There is also the contagion effect during extreme moves: Something goes wrong in the US market.
European investors take that as a sign of trouble, so they sell. Asian investors detect that something negative is afoot, so they sell overnight. And when US investors return the next morning, they are spooked by the negative developments in Asia, which confirm their pessimistic inclinations, so they sell.
Another source of miscalculation is investors’ tendency towards optimism and wishful thinking, Mr Marks said.
“And if this behaviour is rewarded in good times, still more aggressiveness usually ensues. Rarely do investors realise that (a) there can be a limit to the run of good news or (b) an upswing can be so strong as to be excessive, rendering a downswing inevitable,” he said.
Investors must temper their enthusiasm. They should start to worry if a corporate’s profit growth is slower than its stock price appreciation, he said.

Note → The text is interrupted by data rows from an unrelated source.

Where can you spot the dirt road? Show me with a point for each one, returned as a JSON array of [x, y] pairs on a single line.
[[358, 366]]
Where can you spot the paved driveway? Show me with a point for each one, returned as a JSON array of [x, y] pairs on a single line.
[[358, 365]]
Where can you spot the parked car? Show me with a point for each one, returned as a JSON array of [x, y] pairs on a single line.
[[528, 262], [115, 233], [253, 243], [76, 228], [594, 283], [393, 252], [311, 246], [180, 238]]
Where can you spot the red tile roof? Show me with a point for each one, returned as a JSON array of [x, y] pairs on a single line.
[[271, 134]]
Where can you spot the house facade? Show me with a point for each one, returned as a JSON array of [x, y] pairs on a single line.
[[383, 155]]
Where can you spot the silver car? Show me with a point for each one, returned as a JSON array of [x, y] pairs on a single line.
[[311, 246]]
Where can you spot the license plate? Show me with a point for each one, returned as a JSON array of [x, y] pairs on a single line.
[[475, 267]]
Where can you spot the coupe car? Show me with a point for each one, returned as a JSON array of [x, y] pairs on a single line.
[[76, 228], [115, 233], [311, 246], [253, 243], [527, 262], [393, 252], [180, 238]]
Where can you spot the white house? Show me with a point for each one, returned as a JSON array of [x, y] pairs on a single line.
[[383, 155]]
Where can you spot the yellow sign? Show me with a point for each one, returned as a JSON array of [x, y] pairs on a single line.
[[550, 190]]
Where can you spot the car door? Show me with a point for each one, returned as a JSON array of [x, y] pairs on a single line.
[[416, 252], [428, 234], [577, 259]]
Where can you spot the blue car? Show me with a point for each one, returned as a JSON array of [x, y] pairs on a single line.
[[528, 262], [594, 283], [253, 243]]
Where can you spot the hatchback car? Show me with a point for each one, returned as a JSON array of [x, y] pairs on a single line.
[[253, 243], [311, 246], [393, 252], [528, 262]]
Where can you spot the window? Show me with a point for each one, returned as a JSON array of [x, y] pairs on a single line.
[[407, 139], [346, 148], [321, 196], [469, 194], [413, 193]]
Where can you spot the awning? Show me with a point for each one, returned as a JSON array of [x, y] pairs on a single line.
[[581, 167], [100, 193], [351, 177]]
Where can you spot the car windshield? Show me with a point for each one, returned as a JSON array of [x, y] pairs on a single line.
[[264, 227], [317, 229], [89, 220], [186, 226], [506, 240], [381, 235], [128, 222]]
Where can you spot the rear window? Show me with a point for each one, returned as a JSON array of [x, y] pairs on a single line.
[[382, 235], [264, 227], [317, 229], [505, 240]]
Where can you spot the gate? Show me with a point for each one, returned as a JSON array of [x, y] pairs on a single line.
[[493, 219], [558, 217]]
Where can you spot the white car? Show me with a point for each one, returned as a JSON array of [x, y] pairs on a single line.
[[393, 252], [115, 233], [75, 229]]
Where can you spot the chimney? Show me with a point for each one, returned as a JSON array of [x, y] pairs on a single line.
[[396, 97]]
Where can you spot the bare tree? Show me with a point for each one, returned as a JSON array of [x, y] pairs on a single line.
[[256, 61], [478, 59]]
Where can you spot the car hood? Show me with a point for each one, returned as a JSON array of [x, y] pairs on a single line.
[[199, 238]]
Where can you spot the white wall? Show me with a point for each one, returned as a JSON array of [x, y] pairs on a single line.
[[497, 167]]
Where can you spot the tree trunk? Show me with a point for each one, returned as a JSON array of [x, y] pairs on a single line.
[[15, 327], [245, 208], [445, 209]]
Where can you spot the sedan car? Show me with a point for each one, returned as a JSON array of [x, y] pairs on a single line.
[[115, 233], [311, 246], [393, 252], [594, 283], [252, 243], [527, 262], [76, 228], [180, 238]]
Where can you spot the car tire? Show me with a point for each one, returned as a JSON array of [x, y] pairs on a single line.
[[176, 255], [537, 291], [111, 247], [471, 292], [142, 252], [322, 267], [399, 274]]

He added: “Volatile psychology, skewed perception, overreaction, cognitive dissonance, rapid-fire contagion, irrationality, wishful thinking, forgetfulness, and the lack of dependable principles. That’s quite a laundry list of ills.
“Together, they constitute the main cause of extreme market highs and lows and are responsible for the volatile swings between them.”
Big fluctuations show that psychology is changing radically, and a few emotional investors can move prices much more than should be the case, he said.
“The worst thing you can do is join in when other investors go off on these irrational jags. It’s far better to watch with bemusement from the sidelines, buttressed by an understanding of how markets work,” Mr Marks advised.
It is the primary job of the investor to take note when prices stray from intrinsic value and figure out how to respond rationally rather than emotionally, he said.